There are two ways because they are driver-specific commands (there is no generic "remove this device" command on Linux), and of course the two examples deal with different device types handled by different device drivers. (It's sort of how Windows has the StorAhci.sys driver for SATA and StorNvme.sys for NVMe.)
The point is that sd* doesn't just mean "disk", it specifically means "SCSI disk", i.e. a device that speaks the SCSI command set and is handled by the SCSI driver. It's used for USB disks because those are always SCSI under the hood.

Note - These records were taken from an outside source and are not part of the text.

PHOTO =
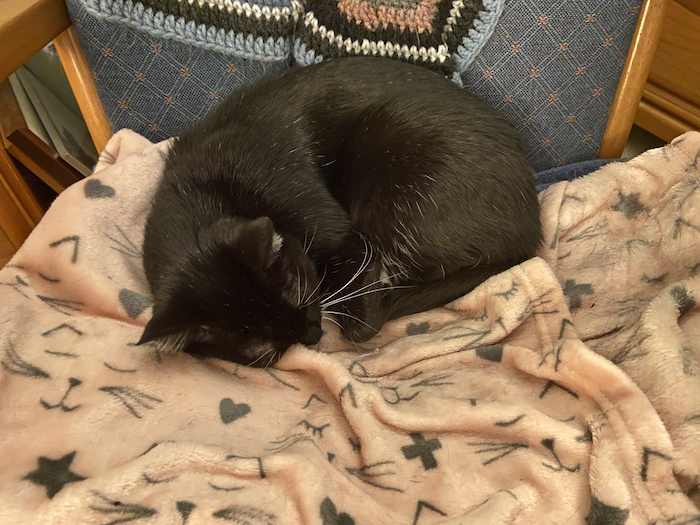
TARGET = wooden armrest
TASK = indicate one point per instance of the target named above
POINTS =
(26, 26)
(634, 77)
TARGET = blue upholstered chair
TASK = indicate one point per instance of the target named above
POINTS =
(155, 66)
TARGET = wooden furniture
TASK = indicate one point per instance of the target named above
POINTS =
(670, 103)
(27, 25)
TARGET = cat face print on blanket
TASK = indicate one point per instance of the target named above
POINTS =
(564, 390)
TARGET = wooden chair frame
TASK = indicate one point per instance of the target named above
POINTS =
(26, 26)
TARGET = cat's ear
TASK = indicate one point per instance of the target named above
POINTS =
(255, 241)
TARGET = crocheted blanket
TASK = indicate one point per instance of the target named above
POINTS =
(566, 390)
(444, 35)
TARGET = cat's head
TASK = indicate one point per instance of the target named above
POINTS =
(243, 293)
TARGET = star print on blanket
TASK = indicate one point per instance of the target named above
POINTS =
(564, 390)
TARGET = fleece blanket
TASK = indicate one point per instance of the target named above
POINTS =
(563, 391)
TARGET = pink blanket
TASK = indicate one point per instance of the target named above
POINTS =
(564, 391)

On modern Linux, the SCSI driver also happens to be used for ATA disks because it turned out to be more robust to do it that way (SATA shares concepts with SCSI and there's an 1:1 translation for most SCSI-ATA commands). But until just a few years ago, ATA disks had their own driver and an internal HDD would've been named hd* instead (/dev/hda, etc) – and they would have had their own structure under /sys as well.
NVMe, on the other hand, is vastly different from SCSI and ATA, so while Linux did also have a similar sd* translation layer for a short while, it was ultimately found better to let NVMe disks have their own device type and to have tools directly speak NVMe commands. Therefore NVMe disks are named nvme*.
(Internally, both SCSI and NVMe also have more complex structure than just "cable goes to disk, disk holds sectors"; for example, SCSI has 'LUNs' and NVMe has 'namespaces', both of which allow a single disk to present as multiple but in different ways; and the corresponding Linux drivers end up representing them in very different ways for probably a combination of many reasons – so it is not surprising to see differences in the way their /sys paths are laid out.)
It also seems that for NVMe you're starting off with a partition device rather than a whole-disk device, so when you go "upwards" through the .../device symlinks in /sys, there are naturally two levels from 'partition' to 'whole disk' to 'controller' instead of just one.
As for delete vs remove, it's probably just a random inconsistency resulting from different people implementing it in different kernel subsystems at different times.